Every person has a tendency to develop fatigue when the same muscle is used for the activity persistently. The MG patients develop muscle fatigue quicker and will develop obvious muscle weakness as compared to otherwise normal individuals who develop much less fatigue and weakness for the same duration and intensity of muscle activity. That is why the pattern of weakness in MG patients is also called as fatigable weakness.

Some typical manifestations include;

• Drooping of eyelids
• Double vision
• Difficulty with swallowing (dysphagia)
• Difficulty with speech (dysarthria)
• Difficulty with breathing (dyspnea)
• Limb muscle weakness (usually proximal like shoulder and hip areas)

MG generally starts in the eye muscles, and then spreads to other areas of the body. Some patients start with limb muscle weakness too. There are certain patients whose eye muscle weakness doesn’t progress to involve other areas of the body and this condition is called as ocular myasthenia.
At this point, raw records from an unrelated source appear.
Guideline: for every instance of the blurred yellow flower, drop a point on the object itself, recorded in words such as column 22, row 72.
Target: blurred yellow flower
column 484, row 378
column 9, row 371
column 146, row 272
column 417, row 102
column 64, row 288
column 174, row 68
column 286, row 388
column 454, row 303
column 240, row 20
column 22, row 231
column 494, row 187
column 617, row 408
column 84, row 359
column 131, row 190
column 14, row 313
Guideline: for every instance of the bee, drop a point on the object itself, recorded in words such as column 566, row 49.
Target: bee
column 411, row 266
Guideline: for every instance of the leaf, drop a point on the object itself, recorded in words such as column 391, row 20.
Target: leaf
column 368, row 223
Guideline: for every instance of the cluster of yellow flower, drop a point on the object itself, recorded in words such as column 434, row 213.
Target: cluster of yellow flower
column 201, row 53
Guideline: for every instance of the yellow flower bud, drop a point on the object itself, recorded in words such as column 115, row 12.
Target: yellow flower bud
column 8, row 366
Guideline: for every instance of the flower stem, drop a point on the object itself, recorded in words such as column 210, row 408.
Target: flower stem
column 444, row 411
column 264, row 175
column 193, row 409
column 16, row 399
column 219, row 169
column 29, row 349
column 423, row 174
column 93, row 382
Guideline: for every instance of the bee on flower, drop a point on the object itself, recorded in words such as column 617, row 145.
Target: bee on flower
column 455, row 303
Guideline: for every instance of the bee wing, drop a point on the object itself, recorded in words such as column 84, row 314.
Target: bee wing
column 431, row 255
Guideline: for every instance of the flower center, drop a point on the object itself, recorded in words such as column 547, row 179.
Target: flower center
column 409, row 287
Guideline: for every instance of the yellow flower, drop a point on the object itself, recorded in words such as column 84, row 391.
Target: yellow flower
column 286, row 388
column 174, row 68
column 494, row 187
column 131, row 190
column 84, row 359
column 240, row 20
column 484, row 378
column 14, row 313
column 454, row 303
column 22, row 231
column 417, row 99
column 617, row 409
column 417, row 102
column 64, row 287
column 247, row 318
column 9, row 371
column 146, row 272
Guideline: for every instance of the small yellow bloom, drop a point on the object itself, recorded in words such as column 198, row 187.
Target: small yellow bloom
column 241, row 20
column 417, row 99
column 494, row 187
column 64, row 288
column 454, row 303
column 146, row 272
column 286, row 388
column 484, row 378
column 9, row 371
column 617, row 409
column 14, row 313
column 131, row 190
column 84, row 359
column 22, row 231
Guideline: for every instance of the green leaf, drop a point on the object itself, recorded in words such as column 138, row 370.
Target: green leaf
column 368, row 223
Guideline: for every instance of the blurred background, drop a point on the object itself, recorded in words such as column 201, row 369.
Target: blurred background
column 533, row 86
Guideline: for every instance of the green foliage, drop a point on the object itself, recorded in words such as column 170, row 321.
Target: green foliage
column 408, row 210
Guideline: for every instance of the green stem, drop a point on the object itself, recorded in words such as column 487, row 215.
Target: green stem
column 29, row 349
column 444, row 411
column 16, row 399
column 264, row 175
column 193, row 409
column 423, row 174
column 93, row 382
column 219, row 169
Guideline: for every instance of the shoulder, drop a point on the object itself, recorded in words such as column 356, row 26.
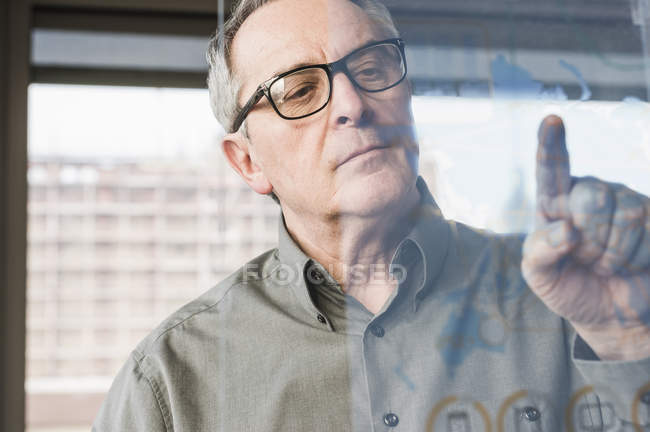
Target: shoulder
column 480, row 243
column 205, row 308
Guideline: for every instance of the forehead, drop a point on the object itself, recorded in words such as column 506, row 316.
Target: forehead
column 286, row 33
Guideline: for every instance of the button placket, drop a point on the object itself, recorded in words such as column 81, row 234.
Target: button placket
column 391, row 419
column 377, row 330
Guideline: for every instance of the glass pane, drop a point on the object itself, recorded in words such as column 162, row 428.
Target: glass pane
column 132, row 213
column 74, row 48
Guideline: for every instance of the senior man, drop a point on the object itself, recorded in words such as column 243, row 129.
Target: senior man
column 374, row 312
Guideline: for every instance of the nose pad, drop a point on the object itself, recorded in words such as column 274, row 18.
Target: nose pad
column 348, row 104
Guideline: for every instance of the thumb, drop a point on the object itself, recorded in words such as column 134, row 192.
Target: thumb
column 543, row 250
column 553, row 170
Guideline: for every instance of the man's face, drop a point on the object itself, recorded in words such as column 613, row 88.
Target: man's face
column 310, row 162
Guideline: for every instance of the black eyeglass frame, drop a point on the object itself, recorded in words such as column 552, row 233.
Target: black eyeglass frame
column 330, row 69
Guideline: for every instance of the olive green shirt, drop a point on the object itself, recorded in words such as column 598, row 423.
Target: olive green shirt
column 462, row 344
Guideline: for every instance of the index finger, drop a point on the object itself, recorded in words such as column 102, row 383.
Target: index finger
column 553, row 169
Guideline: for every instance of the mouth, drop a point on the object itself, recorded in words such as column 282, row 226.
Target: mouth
column 361, row 152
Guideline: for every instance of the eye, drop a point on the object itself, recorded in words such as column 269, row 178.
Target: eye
column 304, row 91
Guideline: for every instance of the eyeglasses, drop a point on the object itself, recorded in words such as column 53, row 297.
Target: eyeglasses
column 306, row 90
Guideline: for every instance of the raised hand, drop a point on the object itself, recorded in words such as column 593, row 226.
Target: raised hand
column 589, row 257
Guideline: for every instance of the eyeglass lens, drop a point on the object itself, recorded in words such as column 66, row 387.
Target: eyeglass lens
column 306, row 91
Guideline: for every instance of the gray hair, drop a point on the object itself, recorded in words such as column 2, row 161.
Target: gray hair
column 223, row 85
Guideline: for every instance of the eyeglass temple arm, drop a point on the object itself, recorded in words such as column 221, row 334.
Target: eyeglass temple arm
column 246, row 109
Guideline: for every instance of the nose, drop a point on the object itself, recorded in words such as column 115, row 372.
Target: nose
column 349, row 104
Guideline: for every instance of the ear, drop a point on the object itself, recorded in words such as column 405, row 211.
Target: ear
column 236, row 148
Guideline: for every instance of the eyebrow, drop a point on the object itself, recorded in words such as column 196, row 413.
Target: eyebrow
column 294, row 66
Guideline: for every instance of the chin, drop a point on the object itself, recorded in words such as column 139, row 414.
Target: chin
column 370, row 195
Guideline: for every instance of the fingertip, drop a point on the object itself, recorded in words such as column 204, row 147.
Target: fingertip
column 551, row 127
column 553, row 120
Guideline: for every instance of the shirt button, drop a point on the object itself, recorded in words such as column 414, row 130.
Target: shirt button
column 391, row 420
column 531, row 413
column 316, row 276
column 645, row 398
column 377, row 330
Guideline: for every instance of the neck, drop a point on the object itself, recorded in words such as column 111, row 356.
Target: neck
column 356, row 249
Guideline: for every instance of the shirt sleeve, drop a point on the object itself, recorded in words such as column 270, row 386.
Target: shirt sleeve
column 133, row 402
column 625, row 384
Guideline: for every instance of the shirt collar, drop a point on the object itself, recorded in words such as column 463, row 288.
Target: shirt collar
column 422, row 252
column 424, row 249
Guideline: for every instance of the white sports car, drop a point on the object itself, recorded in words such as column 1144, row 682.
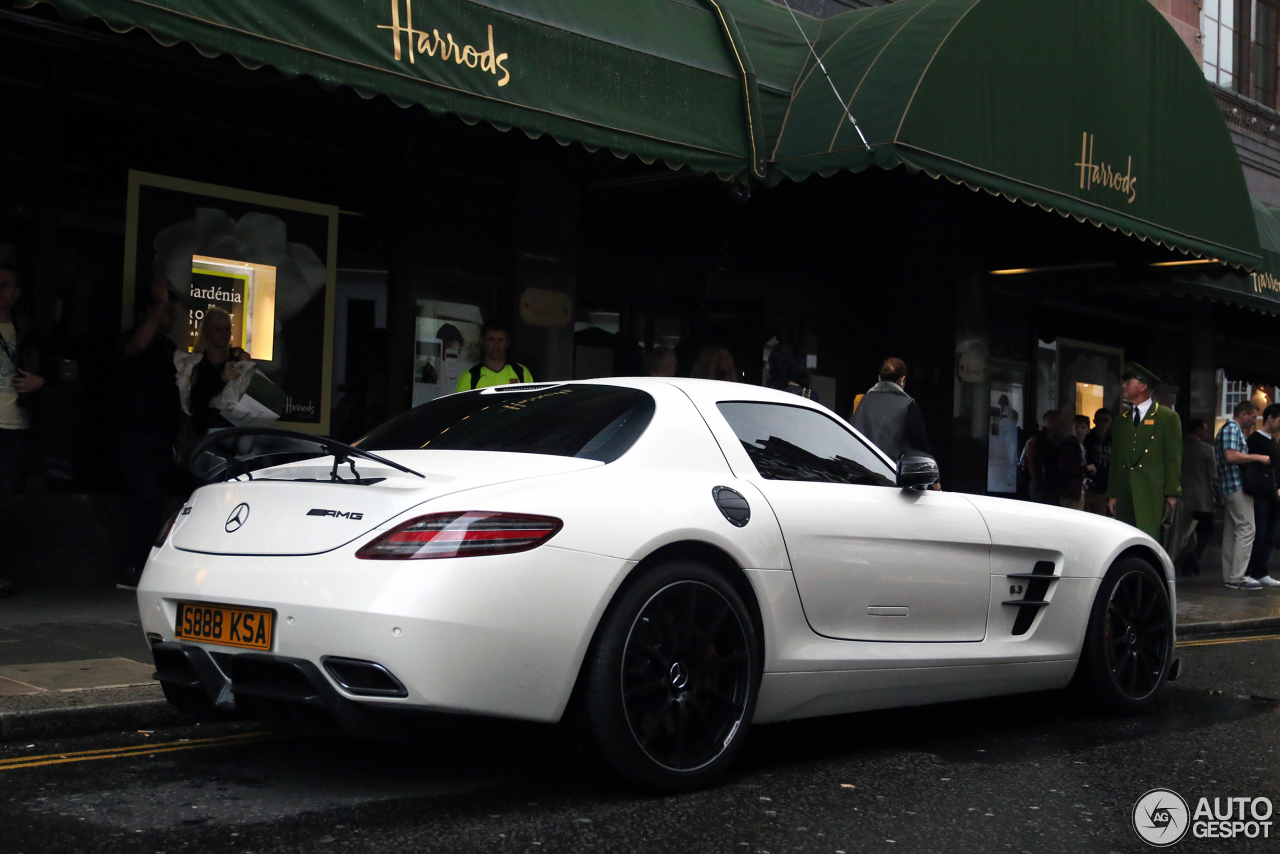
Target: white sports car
column 670, row 560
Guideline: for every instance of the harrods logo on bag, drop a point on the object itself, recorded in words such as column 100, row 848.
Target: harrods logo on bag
column 421, row 42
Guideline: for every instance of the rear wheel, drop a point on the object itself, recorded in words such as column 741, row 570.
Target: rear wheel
column 1129, row 642
column 672, row 676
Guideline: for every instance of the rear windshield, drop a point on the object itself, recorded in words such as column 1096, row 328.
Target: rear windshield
column 586, row 421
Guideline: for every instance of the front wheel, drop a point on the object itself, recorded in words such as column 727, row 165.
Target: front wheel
column 672, row 676
column 1129, row 642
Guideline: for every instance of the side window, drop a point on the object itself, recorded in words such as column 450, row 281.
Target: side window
column 796, row 443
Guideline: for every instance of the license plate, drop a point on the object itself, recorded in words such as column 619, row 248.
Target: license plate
column 225, row 625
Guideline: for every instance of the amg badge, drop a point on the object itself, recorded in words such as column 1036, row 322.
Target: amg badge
column 336, row 514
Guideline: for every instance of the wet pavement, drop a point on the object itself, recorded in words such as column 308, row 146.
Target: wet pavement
column 1020, row 773
column 64, row 652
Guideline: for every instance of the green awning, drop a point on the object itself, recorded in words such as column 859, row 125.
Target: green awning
column 656, row 78
column 1089, row 108
column 1258, row 290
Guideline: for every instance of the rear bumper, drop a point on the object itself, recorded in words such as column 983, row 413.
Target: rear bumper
column 499, row 636
column 263, row 686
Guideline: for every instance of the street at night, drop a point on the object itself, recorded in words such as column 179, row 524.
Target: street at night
column 1024, row 773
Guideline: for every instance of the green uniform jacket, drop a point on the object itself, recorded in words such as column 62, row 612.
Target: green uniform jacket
column 1146, row 466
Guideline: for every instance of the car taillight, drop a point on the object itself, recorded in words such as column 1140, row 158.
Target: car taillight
column 461, row 535
column 164, row 531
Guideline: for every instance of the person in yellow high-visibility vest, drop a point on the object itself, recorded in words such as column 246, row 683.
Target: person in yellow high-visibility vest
column 494, row 370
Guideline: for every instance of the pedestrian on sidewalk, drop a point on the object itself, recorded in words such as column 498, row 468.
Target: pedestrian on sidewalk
column 1238, row 529
column 19, row 380
column 661, row 361
column 1043, row 452
column 1266, row 507
column 789, row 374
column 1072, row 465
column 1097, row 453
column 888, row 416
column 1146, row 456
column 494, row 369
column 219, row 365
column 144, row 424
column 1200, row 485
column 714, row 362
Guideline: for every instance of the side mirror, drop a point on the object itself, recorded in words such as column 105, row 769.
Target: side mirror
column 917, row 470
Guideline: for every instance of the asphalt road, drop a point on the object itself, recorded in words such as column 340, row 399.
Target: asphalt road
column 1027, row 773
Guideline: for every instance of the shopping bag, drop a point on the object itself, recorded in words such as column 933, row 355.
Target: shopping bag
column 186, row 365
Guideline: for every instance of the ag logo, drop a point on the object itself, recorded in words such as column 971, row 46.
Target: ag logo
column 237, row 519
column 1161, row 817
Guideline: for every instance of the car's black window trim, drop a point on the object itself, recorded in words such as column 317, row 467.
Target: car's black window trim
column 873, row 478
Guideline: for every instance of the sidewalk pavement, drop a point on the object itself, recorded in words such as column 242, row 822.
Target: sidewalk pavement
column 74, row 661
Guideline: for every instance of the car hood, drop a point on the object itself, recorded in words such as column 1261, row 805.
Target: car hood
column 295, row 510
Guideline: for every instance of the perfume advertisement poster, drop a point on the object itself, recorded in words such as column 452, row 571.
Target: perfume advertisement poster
column 265, row 260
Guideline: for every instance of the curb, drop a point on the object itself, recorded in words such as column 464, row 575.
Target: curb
column 88, row 720
column 1223, row 626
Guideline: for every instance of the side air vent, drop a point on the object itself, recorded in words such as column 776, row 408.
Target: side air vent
column 1034, row 588
column 732, row 505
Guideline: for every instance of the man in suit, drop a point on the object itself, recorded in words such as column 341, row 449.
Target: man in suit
column 1146, row 455
column 1266, row 508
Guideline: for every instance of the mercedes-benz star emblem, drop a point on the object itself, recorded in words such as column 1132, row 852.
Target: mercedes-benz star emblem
column 237, row 519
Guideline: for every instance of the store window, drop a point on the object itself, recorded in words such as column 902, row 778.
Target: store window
column 1240, row 41
column 1221, row 41
column 446, row 343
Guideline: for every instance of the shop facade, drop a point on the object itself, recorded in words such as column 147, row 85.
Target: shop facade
column 1014, row 266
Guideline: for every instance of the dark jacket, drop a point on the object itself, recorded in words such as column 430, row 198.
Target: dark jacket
column 1070, row 467
column 891, row 419
column 1097, row 451
column 146, row 405
column 31, row 359
column 1045, row 460
column 1260, row 443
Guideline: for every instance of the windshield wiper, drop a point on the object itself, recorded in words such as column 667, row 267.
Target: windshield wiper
column 234, row 450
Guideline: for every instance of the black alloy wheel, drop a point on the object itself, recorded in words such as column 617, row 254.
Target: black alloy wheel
column 1129, row 644
column 672, row 679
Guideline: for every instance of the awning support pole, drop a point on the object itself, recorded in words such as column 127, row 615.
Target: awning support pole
column 818, row 59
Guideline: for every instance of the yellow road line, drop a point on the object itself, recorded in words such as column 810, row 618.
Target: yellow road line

It is called generalized MG if the limb muscles are affected too.

Diagnosis

Once MG is suspected clinically then to confirm the diagnosis the following investigations may be required;

• Tensilon test (edrophonium test); if this is not available then Neostigmin test
• Blood test for Acetyl choline receptor antibodies
• EMG/NCS (electromyography and nerve conduction study)
• RNS (repetitive nerve stimulation test)
• SFEMG (Single fiber EMG test)
• Blood tests to look for other autoimmune disorders like lupus, rheumatoid arthritis, thyroiditis etc
• Investigations to look for thymus tumor after MG diagnosis is confirmed

Treatment

Patients are usually started with Mestinon (pyridostigmin). If thumus tumor is found it has to be treated. Steroids and other immunosuppressive agents like azathioprine, cyclosporine etc are used to suppress the autoimmune tendency and to prevent the future episodes.

Myasthenia crisis

Some patients with Myasthenia Gravis can develop severe symptoms especially breathing difficulties due to paralysis of respiratory muscles. This usually happens with patients who have severe forms of MG. Infections, stress, missing MG medications etc can precipitate it. This is a crisis situation and such patients need hospitalization and prompt treatment with immunoglobulins or plasmaphresis.